「ディア・ハンター」感想
ディア・ハンター、傑作!これ見ると「命さえあればいいことあるさ」なんて軽々しくは言えないなあと思ってしまう。戦争は人を変える。大好きだった鹿狩りも、仲の良かった友人たちとの会話も、もはやベトナムへ行く前とでは全然違う。賭場のニック=クリストファー・ウォーケンの目が忘れられない…。
冒頭1時間近く結婚式の場面なので「これベトナム行くんだよね?」と思ったけど、ここのタメが大事だった。平和なアメリカの田舎からいきなり爆撃、地下壕で焼き殺される女性、捕虜にロシアンルーレットをさせて喜ぶベトコン。この世の地獄だ。マイケルが仕掛けた一か八かの勝負の緊張感!吐きそう。

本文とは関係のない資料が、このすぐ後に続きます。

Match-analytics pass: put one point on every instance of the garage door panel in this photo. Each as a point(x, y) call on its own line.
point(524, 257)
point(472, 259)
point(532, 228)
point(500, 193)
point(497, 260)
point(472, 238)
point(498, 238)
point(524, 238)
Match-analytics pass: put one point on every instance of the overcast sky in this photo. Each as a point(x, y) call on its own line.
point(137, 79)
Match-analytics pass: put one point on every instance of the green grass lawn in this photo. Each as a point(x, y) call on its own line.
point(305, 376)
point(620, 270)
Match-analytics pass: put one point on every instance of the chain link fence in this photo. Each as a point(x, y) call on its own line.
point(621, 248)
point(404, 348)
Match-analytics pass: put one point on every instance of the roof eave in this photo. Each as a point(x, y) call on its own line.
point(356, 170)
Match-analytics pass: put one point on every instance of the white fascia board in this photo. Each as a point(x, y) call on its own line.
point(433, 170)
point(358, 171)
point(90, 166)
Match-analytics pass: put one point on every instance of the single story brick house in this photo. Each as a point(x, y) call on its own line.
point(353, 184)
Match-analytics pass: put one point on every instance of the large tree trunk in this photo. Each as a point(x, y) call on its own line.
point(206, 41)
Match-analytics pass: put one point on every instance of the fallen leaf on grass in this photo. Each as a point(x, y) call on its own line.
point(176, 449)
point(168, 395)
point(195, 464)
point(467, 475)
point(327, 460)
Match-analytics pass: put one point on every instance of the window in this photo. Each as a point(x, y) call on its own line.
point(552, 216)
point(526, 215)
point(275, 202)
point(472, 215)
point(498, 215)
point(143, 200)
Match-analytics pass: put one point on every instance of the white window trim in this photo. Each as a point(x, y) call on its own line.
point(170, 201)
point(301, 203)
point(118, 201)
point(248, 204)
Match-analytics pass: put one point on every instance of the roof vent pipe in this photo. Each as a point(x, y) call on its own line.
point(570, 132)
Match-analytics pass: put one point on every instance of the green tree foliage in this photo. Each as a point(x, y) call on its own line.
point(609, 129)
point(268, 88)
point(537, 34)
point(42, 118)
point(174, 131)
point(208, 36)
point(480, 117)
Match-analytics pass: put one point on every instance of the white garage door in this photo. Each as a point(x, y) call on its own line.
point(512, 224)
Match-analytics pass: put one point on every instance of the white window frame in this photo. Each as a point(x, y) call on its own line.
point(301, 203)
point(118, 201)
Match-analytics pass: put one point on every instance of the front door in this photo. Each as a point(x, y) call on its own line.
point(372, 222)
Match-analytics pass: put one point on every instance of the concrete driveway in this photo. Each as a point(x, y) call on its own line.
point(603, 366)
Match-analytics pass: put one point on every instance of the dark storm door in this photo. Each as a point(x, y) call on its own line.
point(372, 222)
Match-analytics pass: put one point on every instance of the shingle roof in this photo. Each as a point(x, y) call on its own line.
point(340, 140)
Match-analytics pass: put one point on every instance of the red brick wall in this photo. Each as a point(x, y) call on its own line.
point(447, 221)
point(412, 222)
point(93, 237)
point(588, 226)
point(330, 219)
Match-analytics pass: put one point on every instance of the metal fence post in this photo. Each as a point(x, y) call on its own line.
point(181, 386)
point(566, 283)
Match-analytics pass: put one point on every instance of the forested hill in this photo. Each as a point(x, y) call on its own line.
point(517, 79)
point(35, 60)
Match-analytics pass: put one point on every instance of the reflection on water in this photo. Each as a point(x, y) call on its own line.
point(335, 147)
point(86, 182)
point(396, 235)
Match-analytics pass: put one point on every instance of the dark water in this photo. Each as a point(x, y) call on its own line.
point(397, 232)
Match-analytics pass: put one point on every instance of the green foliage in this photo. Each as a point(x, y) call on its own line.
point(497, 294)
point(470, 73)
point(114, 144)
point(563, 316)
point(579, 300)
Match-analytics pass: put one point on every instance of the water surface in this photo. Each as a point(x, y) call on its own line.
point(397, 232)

ヘリコプターで救助するくだり、デニーロたちがしっかり生身でぶら下がってるけど、これ、どうやって撮ったんだろうね?ベトナムの場面はクライマックスも含めて生きた心地がしなかった。賭場の対峙はなあ。なんとなく結末が読めるだけに虚しい。最後の乾杯に「誰がこの戦争で幸せになった?」と。